Platform payments revealed
Fund supermarket Fidelity FundsNetwork has taken the initiative in moving towards a more transparent investment service, introducing disclosure of the commission payments it earns from sales of the 1,200 funds available through the platform.
The move comes in the wake of August’s Policy Platform Statement from the Financial Services Authority (FSA), which sets out the watchdog’s intention to enforce disclosure of platform fees when the Retail Distribution Review (RDR) comes into force at the end of next year.
‘We have seen increased interest from customers in the levels of fees that are retained by fund supermarkets,’ comments Ed Dymott, head of commercial at Fidelity. ‘We saw no reason to wait until the end of 2012 to disclose this information.’
The new regime means that direct investors with FundsNetwork who do not use an adviser can go online at www.fidelity.co.uk/fees to see just what proportion of the annual management charge (AMC) on their funds will end up with the fund supermarket each year. Typically AMCs are split 50:50 between the supermarket and the fund group, so on a common AMC of 1.5 per cent FundsNetwork would earn 0.75 per cent.
Where a financial adviser is involved, on the same example of a 1.5 per cent AMC the fund provider will typically take 0.75 per cent, FundsNetwork 0.25 per cent and the adviser 0.5 per cent.
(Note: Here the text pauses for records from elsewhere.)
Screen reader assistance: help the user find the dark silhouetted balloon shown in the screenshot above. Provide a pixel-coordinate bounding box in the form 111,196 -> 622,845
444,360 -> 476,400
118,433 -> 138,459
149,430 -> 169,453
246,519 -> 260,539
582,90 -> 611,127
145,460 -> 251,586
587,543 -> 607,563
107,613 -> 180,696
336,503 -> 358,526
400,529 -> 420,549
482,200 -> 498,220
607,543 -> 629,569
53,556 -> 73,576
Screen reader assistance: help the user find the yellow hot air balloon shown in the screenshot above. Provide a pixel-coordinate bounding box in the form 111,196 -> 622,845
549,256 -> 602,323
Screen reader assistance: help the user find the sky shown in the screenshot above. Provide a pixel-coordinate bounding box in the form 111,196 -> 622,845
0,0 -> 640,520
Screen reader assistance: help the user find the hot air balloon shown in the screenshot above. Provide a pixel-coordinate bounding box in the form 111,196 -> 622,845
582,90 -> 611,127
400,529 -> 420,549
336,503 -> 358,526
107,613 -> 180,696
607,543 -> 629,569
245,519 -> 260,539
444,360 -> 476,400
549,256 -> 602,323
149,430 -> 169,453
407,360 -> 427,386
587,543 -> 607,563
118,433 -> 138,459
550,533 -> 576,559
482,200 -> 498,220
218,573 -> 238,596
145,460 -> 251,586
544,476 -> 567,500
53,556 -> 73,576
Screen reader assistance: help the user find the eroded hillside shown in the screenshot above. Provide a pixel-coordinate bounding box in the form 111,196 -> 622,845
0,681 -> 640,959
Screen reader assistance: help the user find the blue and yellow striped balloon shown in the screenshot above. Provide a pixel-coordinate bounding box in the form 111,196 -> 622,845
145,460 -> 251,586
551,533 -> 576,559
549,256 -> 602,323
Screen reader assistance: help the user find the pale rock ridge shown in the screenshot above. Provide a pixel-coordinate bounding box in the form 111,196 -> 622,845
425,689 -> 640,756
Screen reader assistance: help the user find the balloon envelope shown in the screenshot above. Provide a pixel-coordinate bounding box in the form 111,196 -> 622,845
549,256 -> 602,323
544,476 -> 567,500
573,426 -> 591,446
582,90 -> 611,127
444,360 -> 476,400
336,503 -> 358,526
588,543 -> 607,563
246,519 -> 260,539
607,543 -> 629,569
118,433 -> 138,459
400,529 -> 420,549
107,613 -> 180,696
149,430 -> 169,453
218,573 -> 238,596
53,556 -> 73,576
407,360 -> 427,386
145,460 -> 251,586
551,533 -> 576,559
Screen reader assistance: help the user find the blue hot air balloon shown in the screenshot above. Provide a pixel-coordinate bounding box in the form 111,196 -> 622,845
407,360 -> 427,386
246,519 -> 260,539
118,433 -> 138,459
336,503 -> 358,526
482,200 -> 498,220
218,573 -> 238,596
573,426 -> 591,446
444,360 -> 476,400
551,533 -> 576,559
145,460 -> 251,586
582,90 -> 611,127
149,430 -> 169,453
However, a Fidelity spokesperson points out that ‘as more and more advisers are now already agreeing a fee with their client rather than simply taking commission from the AMC, this figure is more notional than correct for each individual client’.
Meanwhile Cofunds – which, unlike FundsNetwork, caters specifically to intermediaries running client portfolios – has set up a more transparent charging structure that will launch next year. The new unbundled charging structure is made up of a £40 annual charge and a sliding scale of annual management charges from 0.15 to 0.29 per cent. Investors with assets between £0 and 100,000 will be charged 0.29 per cent.
However Cofunds will not publish the fund manager payments it receives from its bundled proposition, which will continue to run until the rules are changed by the FSA.
Senior adviser Adrian Lowcock at broker Bestinvest comments: ‘Fidelity should be congratulated on taking the lead in this. In our experience, clients don’t mind paying fees – what matters to them is transparency and a full understanding of who gets what.’
Bestinvest is also ‘looking at full disclosure’, though Lowcock admits it’s likely to take months rather than weeks. ‘In our business we receive commission payments both as an adviser and as a platform administrator; the amount received is not currently published because fund management companies require us to sign non-disclosure agreements when we agree terms. We therefore have to discuss this with each individual fund management group,’ he explains. ‘Initially it may be that some will act faster than others in allowing the information to be made public, but that at least is a start.’
There are similar good intentions at Money Observer’s sister website Interactive Investor, where the fund supermarket is run through the Cofunds platform. 'Going forward, we want investors to be completely clear on who gets what, so they can look at the annual management charge on their fund and see that Interactive Investor gets X basis points, Cofunds gets Y and the fund management group gets Z,' comments director John Blowers.
He adds: 'We are currently working with our partners to deliver this clarity to our client base and will implement it shortly.’
One major player apparently less keen to follow Fidelity’s lead is Hargreaves Lansdown, which runs the Vantage platform and does not publish how much of the AMC it keeps. ‘If people ask what commission we earn, we’ll always tell them, but at present there are no plans to change our current stance – we’re waiting to see what the FSA’s next response is before we take any action,’ says head of advice Danny Cox.